The numbers themselves tell a story of extremes that defy easy categorization. Hyperscalers have committed six hundred billion dollars in projected capital expenditure for 2026. Nvidia’s net margin reached fifty-three percent. These aren’t the profitless startups of the dot-com era; these are the most profitable companies in human history. Yet, the investment-to-revenue gap provides the strongest argument for bubble dynamics. Tech analyst Ed Zitron calculated that the major tech giants have invested approximately five hundred sixty billion dollars in AI infrastructure to generate roughly thirty-five billion in revenue—a sixteen-to-one ratio. Sequoia Capital identified a six hundred billion dollar annual revenue gap between infrastructure spending and actual monetization.

What strikes me most about this moment isn’t the disagreement about valuation, or the market concentration where the top five stocks represent thirty percent of the S&P 500. It is the cognitive dissonance within the investors themselves. The same people expressing bubble concerns are the ones allocating record capital. This isn’t hypocrisy exactly.
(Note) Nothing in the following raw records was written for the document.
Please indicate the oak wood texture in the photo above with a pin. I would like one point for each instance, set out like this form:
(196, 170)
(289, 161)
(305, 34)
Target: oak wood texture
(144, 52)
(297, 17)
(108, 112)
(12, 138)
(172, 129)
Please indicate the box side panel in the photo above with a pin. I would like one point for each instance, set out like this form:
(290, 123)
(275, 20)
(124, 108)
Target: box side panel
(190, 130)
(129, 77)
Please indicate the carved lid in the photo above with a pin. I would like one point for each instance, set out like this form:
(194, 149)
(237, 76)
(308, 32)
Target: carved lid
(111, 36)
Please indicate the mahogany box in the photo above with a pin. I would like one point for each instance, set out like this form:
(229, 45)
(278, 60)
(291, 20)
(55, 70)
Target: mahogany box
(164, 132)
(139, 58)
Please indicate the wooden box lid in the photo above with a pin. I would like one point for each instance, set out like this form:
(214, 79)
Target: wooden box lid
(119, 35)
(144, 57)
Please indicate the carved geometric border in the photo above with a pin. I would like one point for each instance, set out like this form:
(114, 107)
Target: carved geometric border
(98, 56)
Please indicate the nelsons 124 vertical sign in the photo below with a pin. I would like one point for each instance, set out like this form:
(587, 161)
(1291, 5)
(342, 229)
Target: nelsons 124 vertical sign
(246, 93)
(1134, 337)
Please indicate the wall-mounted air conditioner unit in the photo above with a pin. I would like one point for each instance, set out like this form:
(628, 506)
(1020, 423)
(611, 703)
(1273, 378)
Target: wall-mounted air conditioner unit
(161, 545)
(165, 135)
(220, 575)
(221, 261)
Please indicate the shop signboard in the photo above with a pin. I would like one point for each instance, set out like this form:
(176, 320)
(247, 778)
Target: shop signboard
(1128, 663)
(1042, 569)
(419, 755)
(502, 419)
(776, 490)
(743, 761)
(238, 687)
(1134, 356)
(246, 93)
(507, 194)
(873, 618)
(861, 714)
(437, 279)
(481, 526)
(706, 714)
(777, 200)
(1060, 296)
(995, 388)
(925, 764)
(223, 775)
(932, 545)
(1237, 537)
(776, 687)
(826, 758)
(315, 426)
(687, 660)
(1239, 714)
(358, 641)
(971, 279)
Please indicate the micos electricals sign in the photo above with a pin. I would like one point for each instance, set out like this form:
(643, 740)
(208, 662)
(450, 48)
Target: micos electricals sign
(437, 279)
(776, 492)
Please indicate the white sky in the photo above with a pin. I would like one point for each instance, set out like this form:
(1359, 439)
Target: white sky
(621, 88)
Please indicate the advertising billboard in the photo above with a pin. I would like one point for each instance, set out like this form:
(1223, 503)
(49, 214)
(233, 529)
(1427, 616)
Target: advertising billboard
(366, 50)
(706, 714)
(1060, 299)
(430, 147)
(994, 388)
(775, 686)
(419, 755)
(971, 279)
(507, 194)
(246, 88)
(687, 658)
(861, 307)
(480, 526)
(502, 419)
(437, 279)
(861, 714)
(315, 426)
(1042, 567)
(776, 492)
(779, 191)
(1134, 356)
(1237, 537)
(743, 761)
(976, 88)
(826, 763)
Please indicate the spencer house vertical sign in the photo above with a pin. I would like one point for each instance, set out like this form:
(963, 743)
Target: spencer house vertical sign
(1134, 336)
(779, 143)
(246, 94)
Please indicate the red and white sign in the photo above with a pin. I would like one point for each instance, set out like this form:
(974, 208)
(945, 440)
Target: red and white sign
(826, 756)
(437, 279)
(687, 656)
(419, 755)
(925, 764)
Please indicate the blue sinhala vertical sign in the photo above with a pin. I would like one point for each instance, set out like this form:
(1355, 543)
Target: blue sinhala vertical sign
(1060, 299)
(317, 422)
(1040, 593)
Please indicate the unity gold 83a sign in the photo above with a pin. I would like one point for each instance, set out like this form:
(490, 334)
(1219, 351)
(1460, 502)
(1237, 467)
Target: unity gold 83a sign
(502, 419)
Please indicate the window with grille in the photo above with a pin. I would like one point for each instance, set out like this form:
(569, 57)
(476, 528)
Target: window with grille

It’s something more interesting.

I think what we are witnessing is genuine uncertainty about something genuinely unprecedented. There are critical differences separating this boom from the dot-com crash. First, profitability is real: unlike Cisco in 1999, Nvidia and Microsoft are generating tens of billions in free cash flow. Second, technology maturity: seventy-eight percent of enterprises report AI implementation in 2024, compared to the slow dial-up adoption of the late nineties. And third, Federal Reserve policy: while the Fed pricked the dot-com bubble by raising rates, today they have been cutting them, creating conditions that support asset valuations.

But concerning parallels exist. The circular financing patterns—where Nvidia invests in startups that use those funds to buy Nvidia chips—echo the vendor financing schemes that collapsed in 2001. The infrastructure overbuilding feels eerily similar to the miles of “dark fiber” laid in the nineties that remained unused for years.

Howard Marks of Oaktree Capital, a legendary investor known for identifying bubbles, offered perhaps the wisest assessment. He noted that while he doesn’t detect the level of “psychological excess” typical of a mania, there is a distinction that matters: “I think there’s a near one hundred percent probability AI will change the world but there’s much less than one hundred percent probability that investing in any given AI company or sector today will be profitable”.

The internet did transform the global economy exactly as promised, yet the dot-com bubble still destroyed trillions in wealth. The fifty-four percent of institutional investors who call this a bubble while buying anyway aren’t being irrational. They are navigating a game where the fear of missing the next technological revolution exceeds the fear of a crash. They are operating with eyes wide open, acknowledging the contradiction, and proceeding regardless.

The question isn’t whether AI is a bubble. The question is whether being aware that something might be a bubble changes the outcome at all. Based on what I’m seeing, the answer appears to be no. The party continues. Everyone knows it will end. But nobody wants to leave early.

And maybe that’s the most honest thing anyone can say about this moment.